De mesures de prévention bénéfiques pour tous, des salariés aux assureurs
Ce travail de recherche empirique met en avant plusieurs résultats intéressants qui permettent d’améliorer la connaissance sur les liens entre conditions de travail et absence pour maladie en France :
- L’exposition des salariés à des conditions de travail pénibles a des conséquences néfastes, y compris à court terme, à la fois sur l’état de santé perçu et le recours aux arrêts maladie ;
- Les risques psychosociaux s’avèrent être les facteurs les plus impactant sur l’état de santé des salariés et leur absence au travail, y compris parmi les autres caractéristiques individuelles et d’emploi ;
- La relation entre le niveau d’indemnisation en cas d’absence et le recours aux arrêts maladie n’est pas aussi évidente que ce que prédit la théorie économique et mériterait d’être analysée de manière plus approfondie grâce à des données détaillée sur le schéma d’indemnisation dont bénéficient les salariés.
D’un point de vue pratique, ces résultats mettent en avant l’importance de mener une réflexion sur la mise en place de mesures de prévention, notamment de prévention des risques psychosociaux.
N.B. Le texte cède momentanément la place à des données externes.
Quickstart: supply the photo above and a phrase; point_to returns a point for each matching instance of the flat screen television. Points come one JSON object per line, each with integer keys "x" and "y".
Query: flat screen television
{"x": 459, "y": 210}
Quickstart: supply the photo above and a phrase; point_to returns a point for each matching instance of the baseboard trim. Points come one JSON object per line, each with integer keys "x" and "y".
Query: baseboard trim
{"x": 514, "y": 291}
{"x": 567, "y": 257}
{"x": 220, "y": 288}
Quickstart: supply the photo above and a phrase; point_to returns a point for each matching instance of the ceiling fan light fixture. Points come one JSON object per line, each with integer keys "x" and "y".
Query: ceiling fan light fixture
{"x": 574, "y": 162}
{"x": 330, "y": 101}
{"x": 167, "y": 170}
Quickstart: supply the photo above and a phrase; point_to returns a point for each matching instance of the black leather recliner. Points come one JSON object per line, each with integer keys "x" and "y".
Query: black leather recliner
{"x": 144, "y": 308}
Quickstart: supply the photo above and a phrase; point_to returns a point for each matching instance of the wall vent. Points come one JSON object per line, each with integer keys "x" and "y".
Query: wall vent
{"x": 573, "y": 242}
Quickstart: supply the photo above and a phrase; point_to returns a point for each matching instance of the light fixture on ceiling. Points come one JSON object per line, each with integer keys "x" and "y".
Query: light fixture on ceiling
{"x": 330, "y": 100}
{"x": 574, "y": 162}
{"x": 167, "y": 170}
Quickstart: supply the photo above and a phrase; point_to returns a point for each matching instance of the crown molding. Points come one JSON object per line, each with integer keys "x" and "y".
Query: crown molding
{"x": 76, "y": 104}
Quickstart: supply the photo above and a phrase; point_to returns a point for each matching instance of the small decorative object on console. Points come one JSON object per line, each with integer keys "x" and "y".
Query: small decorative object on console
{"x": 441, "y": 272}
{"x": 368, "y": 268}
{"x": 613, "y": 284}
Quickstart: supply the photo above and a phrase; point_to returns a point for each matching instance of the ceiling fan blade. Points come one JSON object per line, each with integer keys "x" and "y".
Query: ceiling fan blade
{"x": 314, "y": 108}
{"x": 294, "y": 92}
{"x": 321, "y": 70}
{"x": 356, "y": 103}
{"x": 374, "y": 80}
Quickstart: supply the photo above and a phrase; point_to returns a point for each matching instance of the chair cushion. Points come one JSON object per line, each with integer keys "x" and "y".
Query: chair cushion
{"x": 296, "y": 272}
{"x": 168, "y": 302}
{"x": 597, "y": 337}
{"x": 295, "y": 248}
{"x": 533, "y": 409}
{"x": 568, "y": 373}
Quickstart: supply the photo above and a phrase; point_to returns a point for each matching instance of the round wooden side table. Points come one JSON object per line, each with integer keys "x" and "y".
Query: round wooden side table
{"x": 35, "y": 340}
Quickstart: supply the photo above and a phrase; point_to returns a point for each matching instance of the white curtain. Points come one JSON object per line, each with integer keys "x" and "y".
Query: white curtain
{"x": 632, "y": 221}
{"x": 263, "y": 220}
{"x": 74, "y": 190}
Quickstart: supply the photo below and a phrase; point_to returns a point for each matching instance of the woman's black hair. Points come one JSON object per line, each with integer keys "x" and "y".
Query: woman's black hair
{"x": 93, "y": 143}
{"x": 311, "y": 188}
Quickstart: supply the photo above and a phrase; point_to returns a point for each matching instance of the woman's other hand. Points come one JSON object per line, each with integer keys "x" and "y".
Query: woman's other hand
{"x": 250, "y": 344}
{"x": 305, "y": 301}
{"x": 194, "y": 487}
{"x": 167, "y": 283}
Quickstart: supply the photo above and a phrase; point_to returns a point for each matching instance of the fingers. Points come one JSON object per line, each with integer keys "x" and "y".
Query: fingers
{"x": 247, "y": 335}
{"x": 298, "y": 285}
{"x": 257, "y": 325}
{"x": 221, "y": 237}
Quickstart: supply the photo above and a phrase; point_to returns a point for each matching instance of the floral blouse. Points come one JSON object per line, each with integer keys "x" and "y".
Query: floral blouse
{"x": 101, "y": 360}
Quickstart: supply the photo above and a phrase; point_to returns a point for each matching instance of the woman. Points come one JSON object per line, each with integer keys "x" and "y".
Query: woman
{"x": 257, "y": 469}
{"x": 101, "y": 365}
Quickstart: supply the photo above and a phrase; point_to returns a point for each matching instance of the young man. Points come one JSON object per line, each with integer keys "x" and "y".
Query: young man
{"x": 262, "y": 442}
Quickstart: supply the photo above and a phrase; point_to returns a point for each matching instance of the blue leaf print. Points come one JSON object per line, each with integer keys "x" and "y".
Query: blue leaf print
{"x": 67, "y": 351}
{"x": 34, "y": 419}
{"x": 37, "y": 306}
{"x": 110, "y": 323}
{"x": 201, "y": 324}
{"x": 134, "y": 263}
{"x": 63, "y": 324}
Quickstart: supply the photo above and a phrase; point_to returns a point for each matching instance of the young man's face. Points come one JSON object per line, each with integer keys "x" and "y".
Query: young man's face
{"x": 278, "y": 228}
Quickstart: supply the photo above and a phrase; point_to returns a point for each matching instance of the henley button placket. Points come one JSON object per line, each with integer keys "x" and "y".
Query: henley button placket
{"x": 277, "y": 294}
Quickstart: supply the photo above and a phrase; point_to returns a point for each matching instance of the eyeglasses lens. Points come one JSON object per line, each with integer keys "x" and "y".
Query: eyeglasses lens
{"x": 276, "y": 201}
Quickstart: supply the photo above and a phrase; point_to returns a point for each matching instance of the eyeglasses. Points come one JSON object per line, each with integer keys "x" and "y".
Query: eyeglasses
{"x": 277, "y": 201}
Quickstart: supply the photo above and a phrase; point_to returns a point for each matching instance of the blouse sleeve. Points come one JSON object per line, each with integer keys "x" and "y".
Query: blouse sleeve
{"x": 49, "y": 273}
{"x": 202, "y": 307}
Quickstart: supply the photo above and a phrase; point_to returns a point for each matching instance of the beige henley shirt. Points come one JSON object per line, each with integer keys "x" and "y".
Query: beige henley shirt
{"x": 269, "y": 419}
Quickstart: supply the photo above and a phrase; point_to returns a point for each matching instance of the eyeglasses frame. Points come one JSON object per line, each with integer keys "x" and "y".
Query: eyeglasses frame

Outre les bénéfices potentiels en matière de santé pour les salariés, les retombées pour les entreprises, les pouvoirs publics, les partenaires sociaux et les organismes d’assurance seraient également extrêmement positives. La réduction de la probabilité d’exposition aux risques psychosociaux, via la prévention, pourrait par exemple avoir des conséquences positives pour les assureurs en termes de rentabilité en créant un avantage concurrentiel dans un contexte de plus en plus compétitif. De façon plus générale, des réflexions entre les assureurs et les entreprises au sujet de la mise en place de dispositifs de prévention des risques dans le but de limiter l’absentéisme contribueraient à la mise en place d’un modèle gagnant-gagnant.
Références :
1 – Havet, N. & Plantier, M. (2023), The links between difficult working conditions and sickness absences in the case of French workers, LABOUR, 37(1), 160–195.
2 – Voir par exemple : Anses (2016), Évaluation des risques sanitaires liés au travail de nuit, rapport d’expertise collective ; Lund, T., Labriola, M., Christensen, K., Bültmann, U. & Villadsen, E. (2006), Physical Work Environment Risk Factors for Long Term Sickness : Prospective Findings among a Cohort of 5357 Employees in Denmark, The British Medical Journal, 332, 449–452 ; ou encore Hanger, L. (2002), Hearing Protection. Didn’t Hear It Coming… Noise and Hearing in Industrial Accidents, Occupational Health and Safety, 71(9), 196–200.
3 – L’aléa moral désigne la possibilité qu’un assuré modifie son comportement par rapport à la situation où il supporterait entièrement les conséquences négatives d’un sinistre.
4 – Pour plus de détails sur la base de données voir : https://dares.travail-emploi.gouv.fr/enquete-source/la-surveillance-medicale-des-expositions-des-salaries-aux-risques-professionnels-2016-2017.
5 – Les questionnaires sont administrés par des médecins du travail.
6 – Modèle de régression ordonnée bivariée généralisée via une approche par copule.